Law has become more of a mercenary market. It’s a trend that worries me a bit. The money that’s being thrown around is unhealthy. The legal profession has a role to play in democracy and a wider responsibility to society. But with increasing competition it’s much more short-term. It’s harder to build something. The only way that model can work is if you work your people harder and push your prices up – and that makes the profession less attractive for the younger generation. I worry as an industry we’re going to lose out on some talented people. The reputation of the legal industry is already that it’s a sweatshop. We shouldn’t push that any further. Of course you need to be competitive on pay, but you also need to think about things like professional development, a positive social role, and interesting work. Work-life balance is a bit of a boring phrase, but you do need to encourage people to have other interests outside the profession. Ideally, you run a marathon, not a sprint. And running a marathon means taking a long-term view.

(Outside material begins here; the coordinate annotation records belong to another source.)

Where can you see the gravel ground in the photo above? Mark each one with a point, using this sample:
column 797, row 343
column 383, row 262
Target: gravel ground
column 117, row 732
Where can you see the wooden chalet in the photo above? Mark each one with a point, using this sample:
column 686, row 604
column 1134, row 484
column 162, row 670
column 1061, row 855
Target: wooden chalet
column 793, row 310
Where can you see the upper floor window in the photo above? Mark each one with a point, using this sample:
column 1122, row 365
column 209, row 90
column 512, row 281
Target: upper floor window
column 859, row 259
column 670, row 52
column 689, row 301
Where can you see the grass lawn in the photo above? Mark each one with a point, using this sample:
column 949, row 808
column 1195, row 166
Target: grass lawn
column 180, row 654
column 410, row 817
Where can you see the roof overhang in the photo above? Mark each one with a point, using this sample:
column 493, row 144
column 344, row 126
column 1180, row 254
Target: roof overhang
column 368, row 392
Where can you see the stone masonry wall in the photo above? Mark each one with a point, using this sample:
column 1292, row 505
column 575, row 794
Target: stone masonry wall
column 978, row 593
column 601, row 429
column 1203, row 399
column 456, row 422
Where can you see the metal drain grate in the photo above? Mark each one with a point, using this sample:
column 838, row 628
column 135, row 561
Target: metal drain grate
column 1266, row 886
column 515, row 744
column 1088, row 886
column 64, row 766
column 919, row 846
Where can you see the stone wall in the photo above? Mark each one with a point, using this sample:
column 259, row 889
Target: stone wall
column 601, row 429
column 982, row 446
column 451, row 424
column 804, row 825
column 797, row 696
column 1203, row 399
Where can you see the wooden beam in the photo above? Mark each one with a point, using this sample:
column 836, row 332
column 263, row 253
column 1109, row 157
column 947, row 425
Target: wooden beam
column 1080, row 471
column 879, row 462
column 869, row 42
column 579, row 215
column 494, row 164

Be willing to compromise and don’t fight every battle. The one exception is values. I’ve never compromised on values. That can be anything from staff behaviour to which clients you represent and what kind of matters you take on. There’s no margin for compromise there. On all the rest, you don’t have to win every battle. If you try your best and you sense too much resistance, then you stop. There’s no leadership without followers. You can have your vision, but if your partners don’t come along with you, you’re not a leader – you’re on your own.

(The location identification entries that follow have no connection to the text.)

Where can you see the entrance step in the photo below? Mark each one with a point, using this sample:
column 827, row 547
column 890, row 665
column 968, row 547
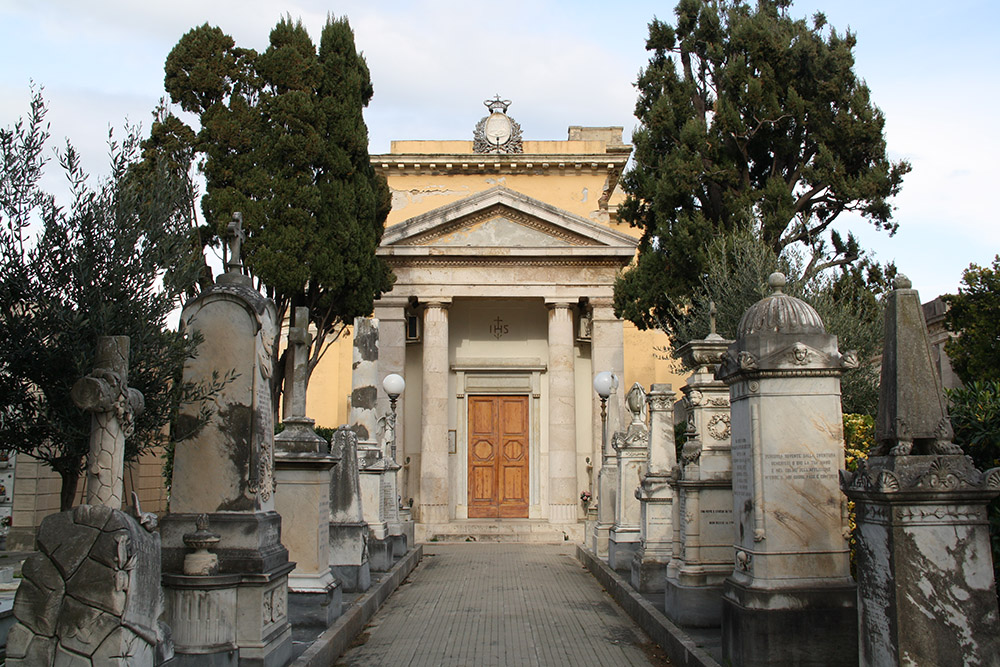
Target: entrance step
column 536, row 531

I have mixed feelings about handing over the reins. I love this – but there’s a time to go. We have a constitutional limit of two terms in each role. You have to respect that. There’s a lot of talent in this organisation. We had a fantastic list of candidates – all very capable people, any of them would have been able to do it, and I’d have been happy with any of them. But I am especially proud of the diversity of our new leadership and that both firms are reflected in our senior-most leadership. That tells you a lot about my partners. It tells me that, in terms of cultural shift, we’ve achieved a lot. While progress is still not fast enough, you don’t change overnight.

They have my number if they need me – but I don’t think they will. I’m going to take the summer off. Then my current thinking is that I’m going to take another normal full-time role. But maybe I’ll change my mind. The other option is a portfolio of directorships and advisory roles, but right now I feel I’d want to do another five to seven years of something substantial. Of course, that’s what I say now – but it’s probably wise to take a couple of months off and see if I feel the same way after a bit of reflection, a bit of time not being on the emails and the messages and the phones all the time. I’ve already had an approach to run another law firm. I’m not going to do that.

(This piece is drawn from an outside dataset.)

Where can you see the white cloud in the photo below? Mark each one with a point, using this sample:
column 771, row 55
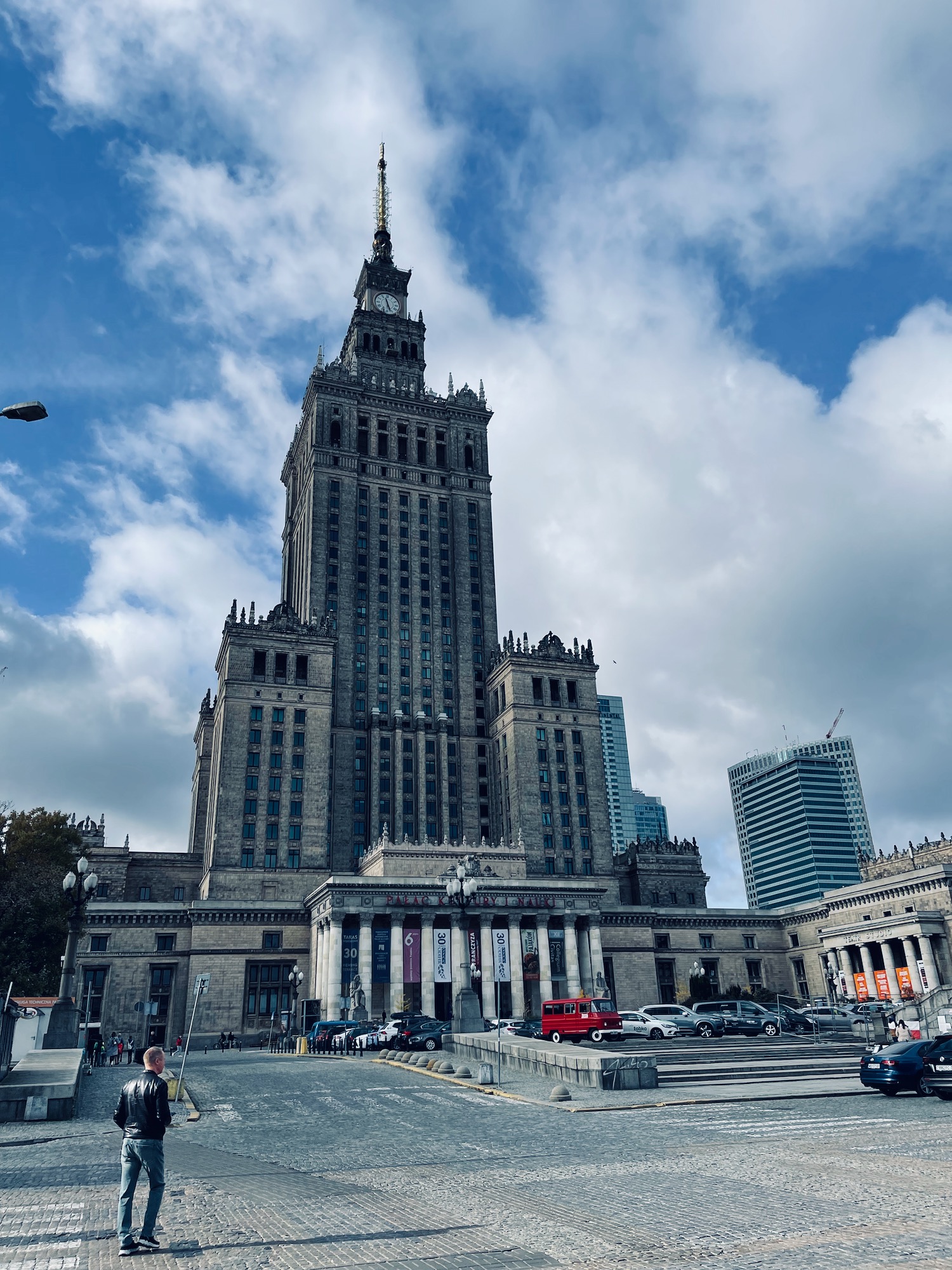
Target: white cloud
column 742, row 557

I really love my food and my wine. That’s one of the reasons I try to exercise as much as possible – I need to get rid of the weight! I eat and drink with my family a lot. We don’t have a wine cellar because we drink it too quickly. I have five sons, and they and all their girlfriends lived with me during the pandemic. It was a bit cramped and at one point I had to go and buy some additional desks, because we were all on our laptops at the dining table. Each time we had to eat, we’d have to move everything off. That was a fun period.

One thing people ask is, ‘Are you going to do a big trip on your time off?’ The one thing I’m going to do is not get on any planes! I’ve had enough of that over the decades.

Wim Dejonghe is outgoing senior partner at Allen & Overy.